MIAMI – Anecdotal evidence of high turnover among younger workers at advertising and media agencies met the harsh reality of research conducted by LinkedIn and The American Association of Advertising Agencies, and the data paint a stark picture for the advertising world.
During a session at the annual Transformation conference of the Four A’s, it was revealed that among nine industries (including ad agencies) that compete directly for the same talent, ad agencies ranked last when it came to perceptions of its “work/life balance” and “long-term strategic vision.”
Moreover, the agency sector ranked next-to-last in “compensation and benefits,” “strong career path,” “job security,” and “values employee contributions,” according to the new research.
To Jill Kelly, Chief Communications Officer, DigitasLBi, the “sobering statistics” drive home the need for agencies to pay more attention to the influence that their managers have on attracting and maintaining young talent.
“One of the top five reasons that people leave is because they cannot see a portrait of themselves in the agency,” Kelly says in an interview at the conference. “That portrait is determined almost exclusively, or highly influentially, by the manager.”
According to Kelly, when one looks at agency teams that have the highest attrition rates versus those with the lowest, there is a direct correlation between effective managers and ineffective managers.
“What we are looking at is manager modeling,” Kelly explains. “If we have a high-performing team under a highly effective manager, how do we translate that behavior into our other managers within the system?”
While acknowledging that it’s very difficult for agencies to compete at the entry salary level with professional services companies like Accenture, IBM and Pricewaterhouse Coopers that have been encroaching on agencies’ turf, Kelly says agencies need to “up our game” in terms of how job prospects perceive them. She likens the situation to potential home buyers.

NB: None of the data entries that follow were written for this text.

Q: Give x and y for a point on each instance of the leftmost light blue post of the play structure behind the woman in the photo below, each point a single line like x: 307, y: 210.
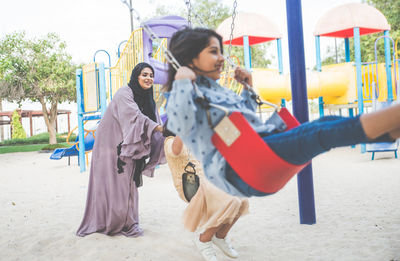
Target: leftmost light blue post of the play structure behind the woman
x: 81, y: 136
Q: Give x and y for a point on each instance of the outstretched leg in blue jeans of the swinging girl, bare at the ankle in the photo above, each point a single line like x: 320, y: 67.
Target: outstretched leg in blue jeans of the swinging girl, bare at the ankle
x: 303, y: 143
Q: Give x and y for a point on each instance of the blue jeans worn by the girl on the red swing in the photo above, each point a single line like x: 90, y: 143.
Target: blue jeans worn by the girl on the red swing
x: 301, y: 144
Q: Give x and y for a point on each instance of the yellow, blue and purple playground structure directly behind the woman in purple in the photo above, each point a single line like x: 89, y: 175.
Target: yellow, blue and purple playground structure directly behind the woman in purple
x: 96, y: 84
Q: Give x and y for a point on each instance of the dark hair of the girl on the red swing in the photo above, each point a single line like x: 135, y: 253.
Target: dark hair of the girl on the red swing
x: 187, y: 44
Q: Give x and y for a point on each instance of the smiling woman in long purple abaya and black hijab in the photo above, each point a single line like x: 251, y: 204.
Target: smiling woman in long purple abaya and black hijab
x: 129, y: 143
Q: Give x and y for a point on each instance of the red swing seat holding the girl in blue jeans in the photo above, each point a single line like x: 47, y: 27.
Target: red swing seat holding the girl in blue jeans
x: 253, y: 160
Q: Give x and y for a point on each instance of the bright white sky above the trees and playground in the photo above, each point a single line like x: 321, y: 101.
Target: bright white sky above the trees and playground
x: 90, y: 25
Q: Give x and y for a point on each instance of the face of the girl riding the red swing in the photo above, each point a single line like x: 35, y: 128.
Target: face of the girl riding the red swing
x: 210, y: 60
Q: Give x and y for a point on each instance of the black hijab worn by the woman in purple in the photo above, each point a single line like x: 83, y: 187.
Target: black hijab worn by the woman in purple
x: 143, y: 98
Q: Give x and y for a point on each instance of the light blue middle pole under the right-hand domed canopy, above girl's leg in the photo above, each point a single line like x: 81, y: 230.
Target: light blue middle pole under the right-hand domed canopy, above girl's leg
x: 357, y: 55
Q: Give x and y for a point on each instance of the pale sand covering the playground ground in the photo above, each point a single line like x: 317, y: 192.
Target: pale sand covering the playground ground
x: 357, y: 205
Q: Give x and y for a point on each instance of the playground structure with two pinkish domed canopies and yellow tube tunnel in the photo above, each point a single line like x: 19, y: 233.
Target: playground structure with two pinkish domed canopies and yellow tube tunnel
x: 341, y: 84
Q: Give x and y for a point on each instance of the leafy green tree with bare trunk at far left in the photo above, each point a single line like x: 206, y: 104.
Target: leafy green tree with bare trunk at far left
x: 37, y: 70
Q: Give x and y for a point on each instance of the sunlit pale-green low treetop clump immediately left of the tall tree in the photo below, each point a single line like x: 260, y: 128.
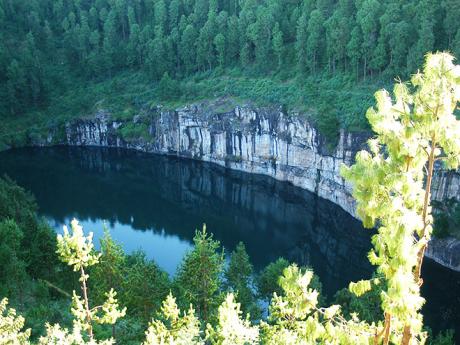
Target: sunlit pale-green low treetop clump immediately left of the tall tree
x: 296, y: 319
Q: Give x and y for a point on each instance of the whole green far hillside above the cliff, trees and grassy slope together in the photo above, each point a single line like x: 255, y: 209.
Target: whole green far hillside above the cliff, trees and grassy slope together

“If you’re in the market for a home and you enter a house and you can’t see your future in that house, you can’t see expanded family in that house, it’s very unlikely that you will walk through that front door as a resident of that house,” Kelly says. “Same thing for a potential employees. If they can’t see a future at your company, it’s highly unlikely that they will walk through the front door as an employee of that company.”